M. B… se prévaut de la durée de son séjour en France et de son insertion professionnelle et sociale. Toutefois, s’il ressort des pièces du dossier que l’intéressé était présent en France depuis sept ans à la date de l’arrêté en litige, il ne démontre pas y avoir des liens d’une ancienneté ou intensité particulières. Par ailleurs, il n’est pas contesté que son épouse et ses trois enfants sont retournés en Turquie à la suite d’une première décision portant obligation de quitter le territoire français prise à leur encontre en février 2022, de telle sorte que la cellule familiale a vocation à se reconstituer dans leur pays d’origine.

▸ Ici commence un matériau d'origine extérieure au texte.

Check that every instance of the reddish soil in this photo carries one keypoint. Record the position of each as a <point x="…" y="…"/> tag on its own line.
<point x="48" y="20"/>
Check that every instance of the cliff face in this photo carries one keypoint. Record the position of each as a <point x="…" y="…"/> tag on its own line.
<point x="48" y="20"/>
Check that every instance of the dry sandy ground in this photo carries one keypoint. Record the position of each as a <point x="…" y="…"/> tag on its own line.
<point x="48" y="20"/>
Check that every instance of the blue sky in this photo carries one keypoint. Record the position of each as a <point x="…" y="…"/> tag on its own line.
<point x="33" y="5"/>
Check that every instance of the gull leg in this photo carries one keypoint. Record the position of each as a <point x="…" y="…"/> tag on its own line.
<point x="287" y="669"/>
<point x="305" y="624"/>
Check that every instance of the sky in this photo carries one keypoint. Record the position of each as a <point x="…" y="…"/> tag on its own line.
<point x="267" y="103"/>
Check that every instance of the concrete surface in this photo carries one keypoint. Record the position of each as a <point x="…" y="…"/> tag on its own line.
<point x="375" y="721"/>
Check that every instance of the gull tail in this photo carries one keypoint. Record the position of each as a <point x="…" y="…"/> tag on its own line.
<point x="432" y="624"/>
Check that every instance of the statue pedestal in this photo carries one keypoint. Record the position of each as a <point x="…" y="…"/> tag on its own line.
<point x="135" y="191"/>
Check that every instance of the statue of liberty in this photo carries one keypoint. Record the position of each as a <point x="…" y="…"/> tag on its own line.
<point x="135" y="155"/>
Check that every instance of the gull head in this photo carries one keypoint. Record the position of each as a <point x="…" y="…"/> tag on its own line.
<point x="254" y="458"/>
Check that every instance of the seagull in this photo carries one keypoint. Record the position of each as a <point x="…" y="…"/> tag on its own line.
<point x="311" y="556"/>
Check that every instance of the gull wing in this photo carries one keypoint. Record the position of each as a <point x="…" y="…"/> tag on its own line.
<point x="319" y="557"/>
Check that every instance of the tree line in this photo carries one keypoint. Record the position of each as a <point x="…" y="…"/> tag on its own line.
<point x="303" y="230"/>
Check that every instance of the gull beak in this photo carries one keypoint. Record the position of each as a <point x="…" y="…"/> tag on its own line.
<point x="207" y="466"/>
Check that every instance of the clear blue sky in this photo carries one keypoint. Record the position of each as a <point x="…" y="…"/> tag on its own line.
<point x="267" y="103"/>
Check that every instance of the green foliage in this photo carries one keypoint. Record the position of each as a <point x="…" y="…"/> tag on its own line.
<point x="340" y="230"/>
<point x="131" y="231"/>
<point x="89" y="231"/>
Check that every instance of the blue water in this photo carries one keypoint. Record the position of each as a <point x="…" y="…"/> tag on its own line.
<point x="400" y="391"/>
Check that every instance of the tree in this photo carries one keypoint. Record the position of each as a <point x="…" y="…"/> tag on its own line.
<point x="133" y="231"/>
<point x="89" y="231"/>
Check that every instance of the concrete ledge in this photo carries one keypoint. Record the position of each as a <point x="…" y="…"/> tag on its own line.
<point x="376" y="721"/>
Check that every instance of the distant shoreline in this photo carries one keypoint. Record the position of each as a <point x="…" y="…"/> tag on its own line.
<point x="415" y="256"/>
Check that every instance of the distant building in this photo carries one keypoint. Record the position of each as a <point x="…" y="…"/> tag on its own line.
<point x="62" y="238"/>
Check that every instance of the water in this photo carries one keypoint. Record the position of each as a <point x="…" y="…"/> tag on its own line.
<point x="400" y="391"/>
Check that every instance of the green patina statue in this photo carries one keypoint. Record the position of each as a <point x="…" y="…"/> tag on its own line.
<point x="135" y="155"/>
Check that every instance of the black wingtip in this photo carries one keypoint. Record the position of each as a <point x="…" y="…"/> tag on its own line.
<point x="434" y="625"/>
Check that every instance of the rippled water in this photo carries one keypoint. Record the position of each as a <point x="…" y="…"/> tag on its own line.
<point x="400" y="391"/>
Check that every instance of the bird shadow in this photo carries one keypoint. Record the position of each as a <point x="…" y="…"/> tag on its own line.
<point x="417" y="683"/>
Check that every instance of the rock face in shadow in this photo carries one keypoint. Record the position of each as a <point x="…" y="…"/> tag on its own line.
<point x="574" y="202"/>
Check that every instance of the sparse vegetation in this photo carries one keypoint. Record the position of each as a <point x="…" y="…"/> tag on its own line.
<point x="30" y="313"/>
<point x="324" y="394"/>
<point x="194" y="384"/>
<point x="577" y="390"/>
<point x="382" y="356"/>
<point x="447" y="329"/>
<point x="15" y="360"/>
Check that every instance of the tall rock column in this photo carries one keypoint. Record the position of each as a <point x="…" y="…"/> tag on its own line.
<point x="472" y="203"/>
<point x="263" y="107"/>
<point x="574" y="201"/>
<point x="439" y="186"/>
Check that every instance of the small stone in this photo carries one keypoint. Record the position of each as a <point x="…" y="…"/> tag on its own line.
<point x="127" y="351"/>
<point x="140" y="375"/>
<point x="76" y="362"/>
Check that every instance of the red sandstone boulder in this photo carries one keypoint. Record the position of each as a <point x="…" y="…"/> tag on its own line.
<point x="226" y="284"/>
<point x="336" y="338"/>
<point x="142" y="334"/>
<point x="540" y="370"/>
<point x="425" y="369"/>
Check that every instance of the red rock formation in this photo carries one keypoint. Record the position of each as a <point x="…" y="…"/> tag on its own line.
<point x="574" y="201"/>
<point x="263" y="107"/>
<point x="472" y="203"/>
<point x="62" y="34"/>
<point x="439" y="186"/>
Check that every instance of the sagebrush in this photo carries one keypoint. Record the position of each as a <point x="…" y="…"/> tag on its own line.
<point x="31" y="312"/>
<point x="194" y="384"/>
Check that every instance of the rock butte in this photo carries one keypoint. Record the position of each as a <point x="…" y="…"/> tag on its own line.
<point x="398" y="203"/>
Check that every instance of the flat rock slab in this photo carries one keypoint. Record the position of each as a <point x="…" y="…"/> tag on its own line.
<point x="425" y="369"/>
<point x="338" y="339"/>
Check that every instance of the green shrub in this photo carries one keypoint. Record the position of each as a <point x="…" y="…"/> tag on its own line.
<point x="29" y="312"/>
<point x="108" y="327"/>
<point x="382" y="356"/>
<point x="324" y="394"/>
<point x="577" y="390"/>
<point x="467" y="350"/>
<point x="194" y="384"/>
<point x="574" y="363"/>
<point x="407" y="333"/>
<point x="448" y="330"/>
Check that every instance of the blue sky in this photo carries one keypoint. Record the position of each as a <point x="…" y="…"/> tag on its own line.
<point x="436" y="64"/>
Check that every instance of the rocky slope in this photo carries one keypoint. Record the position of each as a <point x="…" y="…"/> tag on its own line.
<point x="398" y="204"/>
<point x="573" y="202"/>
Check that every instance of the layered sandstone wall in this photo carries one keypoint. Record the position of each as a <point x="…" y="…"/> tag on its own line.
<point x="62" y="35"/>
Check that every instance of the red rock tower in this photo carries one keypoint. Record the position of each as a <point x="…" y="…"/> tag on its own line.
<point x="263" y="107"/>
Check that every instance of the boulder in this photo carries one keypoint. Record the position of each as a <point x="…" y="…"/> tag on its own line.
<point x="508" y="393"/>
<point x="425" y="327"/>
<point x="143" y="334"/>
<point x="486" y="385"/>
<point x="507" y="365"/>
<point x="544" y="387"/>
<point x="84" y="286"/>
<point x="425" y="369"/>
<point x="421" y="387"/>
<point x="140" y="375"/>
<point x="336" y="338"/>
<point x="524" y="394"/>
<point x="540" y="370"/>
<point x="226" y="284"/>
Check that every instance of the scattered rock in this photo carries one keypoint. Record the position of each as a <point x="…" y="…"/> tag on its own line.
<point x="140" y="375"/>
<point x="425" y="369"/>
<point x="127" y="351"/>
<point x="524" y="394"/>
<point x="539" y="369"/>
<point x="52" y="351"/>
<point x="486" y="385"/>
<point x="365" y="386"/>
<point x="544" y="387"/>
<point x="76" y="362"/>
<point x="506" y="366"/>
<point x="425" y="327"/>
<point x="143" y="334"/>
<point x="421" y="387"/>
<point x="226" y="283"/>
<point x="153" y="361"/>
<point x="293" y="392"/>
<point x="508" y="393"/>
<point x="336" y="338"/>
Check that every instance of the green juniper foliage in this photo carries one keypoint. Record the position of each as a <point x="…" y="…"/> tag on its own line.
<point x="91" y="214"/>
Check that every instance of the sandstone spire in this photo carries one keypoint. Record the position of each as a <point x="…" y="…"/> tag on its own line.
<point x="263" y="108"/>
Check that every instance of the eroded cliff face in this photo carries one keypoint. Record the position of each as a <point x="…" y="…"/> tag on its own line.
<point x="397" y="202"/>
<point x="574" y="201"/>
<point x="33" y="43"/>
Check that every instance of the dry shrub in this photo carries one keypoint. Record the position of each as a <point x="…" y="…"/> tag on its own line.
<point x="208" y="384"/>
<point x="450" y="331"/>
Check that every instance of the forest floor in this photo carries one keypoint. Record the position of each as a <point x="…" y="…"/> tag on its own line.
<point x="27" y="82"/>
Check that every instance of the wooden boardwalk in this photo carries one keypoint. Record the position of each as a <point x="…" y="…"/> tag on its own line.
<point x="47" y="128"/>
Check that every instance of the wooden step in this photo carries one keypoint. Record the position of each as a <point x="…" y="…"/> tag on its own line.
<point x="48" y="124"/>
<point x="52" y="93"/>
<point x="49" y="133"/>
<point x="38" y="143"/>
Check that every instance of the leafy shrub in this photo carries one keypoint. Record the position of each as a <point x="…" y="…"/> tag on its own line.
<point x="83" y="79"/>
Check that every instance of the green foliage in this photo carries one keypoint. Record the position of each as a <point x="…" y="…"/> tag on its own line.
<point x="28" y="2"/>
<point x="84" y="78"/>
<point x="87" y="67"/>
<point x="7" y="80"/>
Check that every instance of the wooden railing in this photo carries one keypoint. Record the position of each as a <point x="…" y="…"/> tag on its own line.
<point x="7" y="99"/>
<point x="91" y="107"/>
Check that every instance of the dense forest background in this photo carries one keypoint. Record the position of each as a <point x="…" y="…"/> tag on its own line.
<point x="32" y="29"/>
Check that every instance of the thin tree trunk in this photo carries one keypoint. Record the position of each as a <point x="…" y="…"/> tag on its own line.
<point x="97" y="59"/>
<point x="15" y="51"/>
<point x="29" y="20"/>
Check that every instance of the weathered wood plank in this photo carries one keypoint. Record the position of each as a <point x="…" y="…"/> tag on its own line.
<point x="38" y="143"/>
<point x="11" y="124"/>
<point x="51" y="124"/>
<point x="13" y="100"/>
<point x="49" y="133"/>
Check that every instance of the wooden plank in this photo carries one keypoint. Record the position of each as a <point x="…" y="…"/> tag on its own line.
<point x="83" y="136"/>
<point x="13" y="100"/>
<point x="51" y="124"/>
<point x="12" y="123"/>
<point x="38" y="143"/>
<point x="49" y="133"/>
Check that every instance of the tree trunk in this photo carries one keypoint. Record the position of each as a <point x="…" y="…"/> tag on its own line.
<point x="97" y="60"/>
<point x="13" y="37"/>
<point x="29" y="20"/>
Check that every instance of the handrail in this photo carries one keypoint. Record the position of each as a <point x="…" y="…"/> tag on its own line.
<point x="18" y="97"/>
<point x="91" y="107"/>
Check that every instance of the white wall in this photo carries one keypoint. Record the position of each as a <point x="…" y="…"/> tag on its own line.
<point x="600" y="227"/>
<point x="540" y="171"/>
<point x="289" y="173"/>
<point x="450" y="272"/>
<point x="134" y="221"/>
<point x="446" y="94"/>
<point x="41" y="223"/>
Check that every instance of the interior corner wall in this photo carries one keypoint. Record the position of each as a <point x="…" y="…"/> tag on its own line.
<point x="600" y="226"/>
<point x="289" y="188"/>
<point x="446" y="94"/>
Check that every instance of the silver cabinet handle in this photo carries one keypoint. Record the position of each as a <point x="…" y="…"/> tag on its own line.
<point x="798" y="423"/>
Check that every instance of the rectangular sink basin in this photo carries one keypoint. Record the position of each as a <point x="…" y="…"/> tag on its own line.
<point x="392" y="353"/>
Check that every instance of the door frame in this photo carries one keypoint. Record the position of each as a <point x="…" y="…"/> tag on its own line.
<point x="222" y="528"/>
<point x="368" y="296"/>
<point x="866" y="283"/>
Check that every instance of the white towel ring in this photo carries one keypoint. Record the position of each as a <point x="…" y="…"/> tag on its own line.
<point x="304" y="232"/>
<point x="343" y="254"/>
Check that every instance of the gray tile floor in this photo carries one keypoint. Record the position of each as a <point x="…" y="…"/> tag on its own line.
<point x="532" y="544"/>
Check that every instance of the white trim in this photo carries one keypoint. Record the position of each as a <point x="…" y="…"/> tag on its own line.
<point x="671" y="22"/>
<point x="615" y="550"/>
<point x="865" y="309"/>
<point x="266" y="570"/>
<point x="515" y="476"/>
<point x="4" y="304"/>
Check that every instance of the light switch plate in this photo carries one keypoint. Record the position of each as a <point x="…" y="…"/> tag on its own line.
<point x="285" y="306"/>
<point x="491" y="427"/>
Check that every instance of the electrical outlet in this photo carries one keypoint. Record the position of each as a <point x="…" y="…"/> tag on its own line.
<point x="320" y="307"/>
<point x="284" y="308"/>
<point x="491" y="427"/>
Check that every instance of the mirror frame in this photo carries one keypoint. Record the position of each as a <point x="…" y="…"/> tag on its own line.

En outre, si M. B… se prévaut de son contrat de travail à durée indéterminée en qualité de carreleur conclut le 2 mai 2022 et de sa maîtrise du français, ces seuls éléments ne suffisent pas à établir qu’il a fixé, en France, le centre de ses intérêts personnels. Dans ces conditions, l’arrêté en litige ne peut être regardé comme portant au droit de M. B… au respect de sa vie privée et familiale une atteinte disproportionnée par rapport aux buts en vue desquels il a été pris. Par suite, le moyen tiré de la méconnaissance de l’article 8 de la convention européenne de sauvegarde des droits de l’homme et des libertés fondamentales doit être écarté.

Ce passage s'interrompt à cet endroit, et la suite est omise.